Magnetic resonance imaging (MRI) provides a tool for measuring the impact of the 22q11.2 deletion on brain structure and for identifying neuroanatomical features that are potentially shared by velocardiofacial syndrome and schizophrenia. The extensive body of MRI studies on schizophrenia and the relatively limited number of preliminary studies on velocardiofacial syndrome (9, 18–20) have separately yielded similar findings. For instance, investigations of morphological brain changes in persons diagnosed with schizophrenia have consistently shown decreased total cerebral volume (21–23). A parallel finding was obtained in the first quantitative MRI investigation of velocardiofacial syndrome (20), which showed smaller brain volumes, a finding congruent with the microcephaly observed qualitatively in clinical studies of children with the syndrome (6).
We could find no MRI studies that have targeted the temporal lobe, mesial temporal structures, and superior temporal gyrus in persons with velocardiofacial syndrome, although those structures have been extensively studied in the research on schizophrenia (21, 23). Results of MRI research on schizophrenia have demonstrated volumetric alterations in the temporal lobe and its component structures, including the superior temporal gyrus (21–23) and the hippocampus (23, 24). Although the 22q11.2 deletion has clear deleterious consequences for brain morphology, it is not known whether mesial temporal structures or the superior temporal gyrus, in particular, are affected. Consequently, whether the pathogenic mechanisms of velocardiofacial syndrome and schizophrenia are comparable in terms of their impact on the temporal lobe has yet to be elucidated.
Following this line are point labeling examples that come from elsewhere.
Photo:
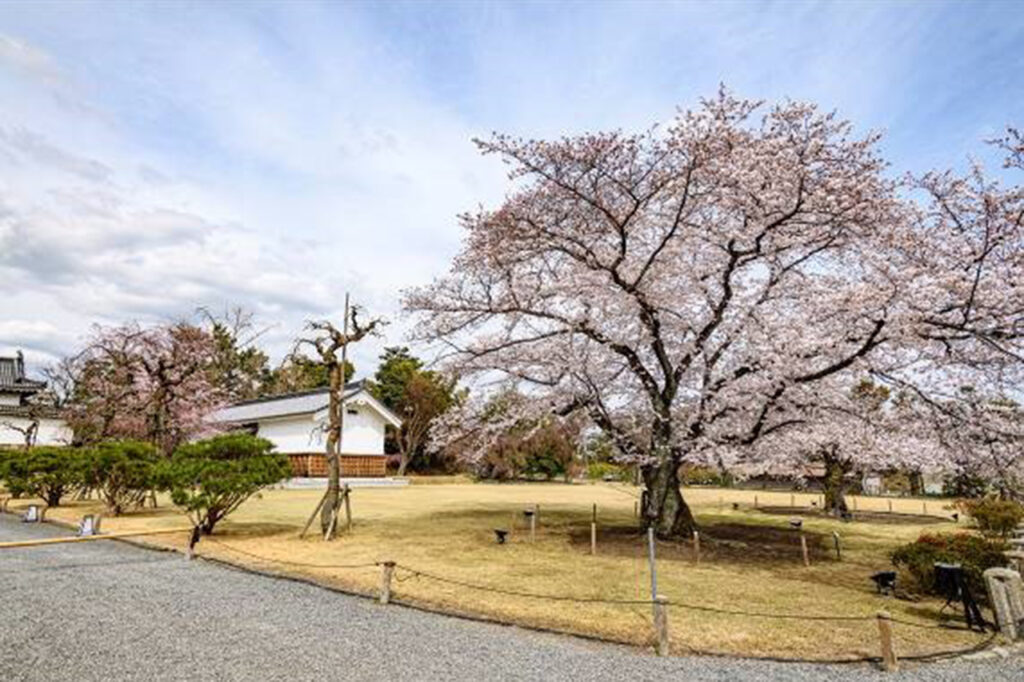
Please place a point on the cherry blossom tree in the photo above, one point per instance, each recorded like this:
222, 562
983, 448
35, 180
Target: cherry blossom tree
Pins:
691, 291
148, 383
331, 346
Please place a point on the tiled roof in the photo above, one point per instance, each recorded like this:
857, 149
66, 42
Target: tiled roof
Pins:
301, 403
285, 405
29, 411
12, 376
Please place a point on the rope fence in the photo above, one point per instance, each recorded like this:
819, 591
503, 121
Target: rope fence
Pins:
392, 571
659, 604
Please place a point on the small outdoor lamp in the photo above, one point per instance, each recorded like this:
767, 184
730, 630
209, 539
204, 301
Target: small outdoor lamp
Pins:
885, 581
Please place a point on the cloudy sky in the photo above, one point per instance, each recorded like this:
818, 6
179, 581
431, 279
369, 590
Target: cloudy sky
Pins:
156, 158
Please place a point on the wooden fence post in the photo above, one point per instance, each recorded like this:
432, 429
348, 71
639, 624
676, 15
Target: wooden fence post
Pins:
662, 625
889, 661
387, 570
193, 541
593, 533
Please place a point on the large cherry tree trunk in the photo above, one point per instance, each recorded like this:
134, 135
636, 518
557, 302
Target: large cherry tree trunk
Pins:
665, 508
329, 512
837, 468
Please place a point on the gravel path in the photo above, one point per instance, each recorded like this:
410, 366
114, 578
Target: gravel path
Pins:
111, 611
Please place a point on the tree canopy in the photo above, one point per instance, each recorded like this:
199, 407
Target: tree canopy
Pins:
691, 290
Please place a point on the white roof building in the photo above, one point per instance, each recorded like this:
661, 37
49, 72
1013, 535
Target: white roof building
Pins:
296, 424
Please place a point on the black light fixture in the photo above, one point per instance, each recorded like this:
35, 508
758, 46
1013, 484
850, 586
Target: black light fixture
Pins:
951, 584
885, 581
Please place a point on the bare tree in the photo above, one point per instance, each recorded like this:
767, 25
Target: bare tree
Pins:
331, 346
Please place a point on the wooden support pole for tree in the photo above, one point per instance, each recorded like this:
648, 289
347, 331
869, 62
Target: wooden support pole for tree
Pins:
593, 533
348, 507
653, 566
332, 524
889, 661
313, 515
662, 626
387, 571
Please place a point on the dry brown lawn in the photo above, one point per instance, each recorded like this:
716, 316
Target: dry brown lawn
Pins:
751, 561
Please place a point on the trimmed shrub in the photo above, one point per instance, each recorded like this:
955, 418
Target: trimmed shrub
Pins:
606, 471
994, 517
916, 560
45, 471
209, 479
123, 472
701, 475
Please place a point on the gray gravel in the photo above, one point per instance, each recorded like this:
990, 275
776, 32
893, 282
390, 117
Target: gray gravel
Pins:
111, 611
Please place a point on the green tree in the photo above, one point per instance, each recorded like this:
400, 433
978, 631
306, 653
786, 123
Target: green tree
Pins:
417, 395
123, 471
209, 479
46, 471
240, 367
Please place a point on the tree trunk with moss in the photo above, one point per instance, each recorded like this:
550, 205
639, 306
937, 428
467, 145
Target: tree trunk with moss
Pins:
837, 469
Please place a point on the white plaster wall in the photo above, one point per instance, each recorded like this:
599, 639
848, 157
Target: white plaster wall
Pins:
364, 433
293, 434
51, 431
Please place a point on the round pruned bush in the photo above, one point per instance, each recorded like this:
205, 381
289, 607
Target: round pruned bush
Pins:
976, 554
994, 517
211, 478
123, 471
45, 471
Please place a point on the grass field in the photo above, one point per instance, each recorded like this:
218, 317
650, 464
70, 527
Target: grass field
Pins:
751, 561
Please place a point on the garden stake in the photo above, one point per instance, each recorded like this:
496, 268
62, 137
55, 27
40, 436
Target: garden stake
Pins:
653, 570
662, 625
889, 661
387, 570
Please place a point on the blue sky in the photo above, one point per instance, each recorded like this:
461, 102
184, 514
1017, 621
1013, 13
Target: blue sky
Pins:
155, 158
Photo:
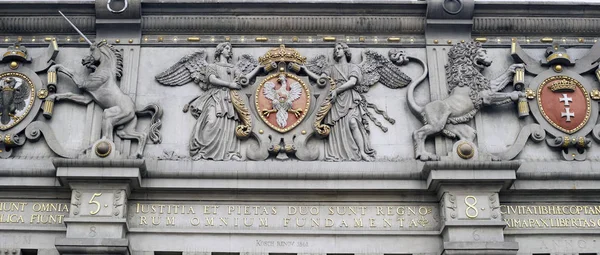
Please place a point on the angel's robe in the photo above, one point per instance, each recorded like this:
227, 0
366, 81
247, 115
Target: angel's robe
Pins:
213, 136
342, 143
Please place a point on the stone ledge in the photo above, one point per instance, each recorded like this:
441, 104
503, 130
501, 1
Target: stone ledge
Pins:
480, 248
92, 246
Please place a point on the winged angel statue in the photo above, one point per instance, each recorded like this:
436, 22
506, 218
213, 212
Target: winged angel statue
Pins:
219, 109
349, 114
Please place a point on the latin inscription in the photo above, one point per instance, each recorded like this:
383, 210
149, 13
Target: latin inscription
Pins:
293, 217
551, 216
33, 213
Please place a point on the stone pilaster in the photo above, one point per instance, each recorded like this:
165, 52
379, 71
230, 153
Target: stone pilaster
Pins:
97, 221
469, 205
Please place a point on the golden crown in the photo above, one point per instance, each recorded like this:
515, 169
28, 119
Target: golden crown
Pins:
563, 85
17, 52
282, 54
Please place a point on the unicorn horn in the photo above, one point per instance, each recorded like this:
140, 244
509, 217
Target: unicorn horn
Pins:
80, 33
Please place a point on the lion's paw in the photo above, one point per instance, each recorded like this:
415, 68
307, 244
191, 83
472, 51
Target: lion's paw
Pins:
426, 156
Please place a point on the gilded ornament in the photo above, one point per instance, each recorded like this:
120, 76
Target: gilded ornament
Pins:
103, 149
42, 93
465, 150
595, 94
558, 68
565, 83
529, 93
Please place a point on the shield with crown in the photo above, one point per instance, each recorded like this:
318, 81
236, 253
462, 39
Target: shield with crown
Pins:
22, 93
564, 102
560, 99
288, 104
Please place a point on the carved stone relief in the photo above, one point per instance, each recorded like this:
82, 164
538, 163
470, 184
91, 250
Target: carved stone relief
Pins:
101, 87
560, 100
219, 110
290, 101
468, 91
21, 93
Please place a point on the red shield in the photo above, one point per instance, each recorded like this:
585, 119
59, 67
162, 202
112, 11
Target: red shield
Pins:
564, 103
282, 101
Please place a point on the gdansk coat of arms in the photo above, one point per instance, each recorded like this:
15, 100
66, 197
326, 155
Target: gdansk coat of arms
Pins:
560, 100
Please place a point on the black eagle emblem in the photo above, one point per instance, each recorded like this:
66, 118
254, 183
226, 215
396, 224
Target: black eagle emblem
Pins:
12, 98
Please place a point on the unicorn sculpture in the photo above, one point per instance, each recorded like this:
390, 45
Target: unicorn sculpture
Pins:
101, 87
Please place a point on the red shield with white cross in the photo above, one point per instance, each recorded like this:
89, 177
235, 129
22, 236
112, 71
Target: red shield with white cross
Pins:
564, 103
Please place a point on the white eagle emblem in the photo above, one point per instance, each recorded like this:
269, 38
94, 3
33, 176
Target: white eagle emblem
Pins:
282, 99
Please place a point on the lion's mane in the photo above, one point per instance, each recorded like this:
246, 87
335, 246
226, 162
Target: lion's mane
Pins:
461, 71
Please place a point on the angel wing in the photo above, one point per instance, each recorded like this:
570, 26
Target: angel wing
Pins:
246, 63
269, 91
187, 69
377, 68
317, 64
21, 93
295, 91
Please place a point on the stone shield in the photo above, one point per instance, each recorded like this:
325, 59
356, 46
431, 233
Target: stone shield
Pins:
564, 102
299, 107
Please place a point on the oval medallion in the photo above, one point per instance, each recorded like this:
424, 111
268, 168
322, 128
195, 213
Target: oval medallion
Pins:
282, 101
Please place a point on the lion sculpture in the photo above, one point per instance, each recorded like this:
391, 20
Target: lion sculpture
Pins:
468, 90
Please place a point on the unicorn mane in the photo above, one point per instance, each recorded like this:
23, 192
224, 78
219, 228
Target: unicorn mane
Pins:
118, 57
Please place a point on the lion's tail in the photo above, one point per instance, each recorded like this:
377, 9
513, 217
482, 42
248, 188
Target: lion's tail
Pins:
415, 108
155, 111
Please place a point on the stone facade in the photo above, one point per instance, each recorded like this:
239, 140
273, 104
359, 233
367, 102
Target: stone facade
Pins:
299, 127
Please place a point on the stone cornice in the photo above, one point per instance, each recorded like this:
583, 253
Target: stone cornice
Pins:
282, 24
536, 25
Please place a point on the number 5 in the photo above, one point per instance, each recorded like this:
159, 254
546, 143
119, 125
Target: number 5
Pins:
96, 203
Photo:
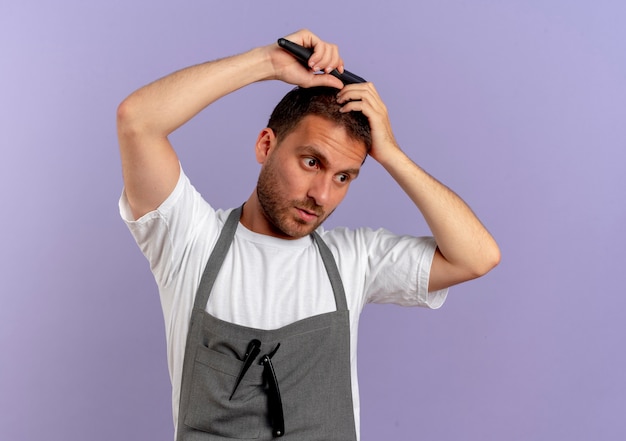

The aims of the study reported here are twofold. First, we explore whether volumes of the temporal lobe and related structures are altered in a group of children and adolescents with velocardiofacial syndrome compared to typically developing children. Second, we investigate whether volumetric and age-related reductions in the regions of interest are congruent with the findings of MRI research on schizophrenia. If velocardiofacial syndrome is a subtype of schizophrenia or if the disorders have common neuropathogenic mechanisms, it is reasonable to hypothesize that the smaller structural and developmental volumes of the temporal lobe in children with velocardiofacial syndrome will be comparable to those observed in schizophrenia.
Children and adolescents with velocardiofacial syndrome were recruited through the VCF Support Group Network of Northern California and through advertisements on our web site (www. cap.stanford.edu/research/). Only persons with velocardiofacial syndrome who had a microdeletion on chromosome 22q11.2, as shown by fluorescent in situ hybridization, were included in the study. The study subjects were children and adolescents with confirmed velocardiofacial syndrome (N=23) and comparison subjects (N=23) who were matched individually for age and gender with the affected children. Eight female and 15 male subjects were included in each study group. The subjects ranged in age from 5.8 to 21.0 years (velocardiofacial syndrome group: mean=12.7 years, SD=3.9; comparison group: mean=12.9 years, SD=4.1). The comparison subjects were recruited through advertisements in local newspapers and newsletters for parent groups and among nonaffected siblings of children affected with identified genetic conditions (fragile X syndrome and Turner’s syndrome). A minimum IQ of 85 (one standard deviation below the population mean) and absence of previous neurological or psychiatric disorder were used as inclusion criteria for comparison subjects. Written informed consent was received from children and parents under protocols approved by the institutional review board of Stanford University.
Magnetic resonance images were obtained by using a GE Signa 1.5-T scanner (General Electric, Milwaukee). Coronal images were acquired with a three-dimensional volumetric radio frequency spoiled gradient echo with the following scan parameters: TR=35 msec, TE=6 msec, flip angle=45°, number of excitations=1, matrix size=256 × 192, field of view=24 cm2, slice thickness=1.5 mm, 124 slices.
Image Processing and Measurement
Spoiled gradient recall acquisition image data were imported into the software program BrainImage v4.x (25). This program permits semiautomated image analysis incorporating the following steps: 1) correction of nonuniformity in voxel intensity, 2) removal of images of nonbrain tissue, 3) segmentation of the brain into constituent tissue types by using a constrained fuzzy algorithm on the basis of voxel intensity and tissue boundaries, and 4) positional normalization and division of the data into anatomic subregions by using a stereotactic parcellation method (26). Details of these procedures have been published elsewhere (27–30). Derived data are presented in terms of left and right gray and white matter volumes for the whole brain and for the temporal lobe.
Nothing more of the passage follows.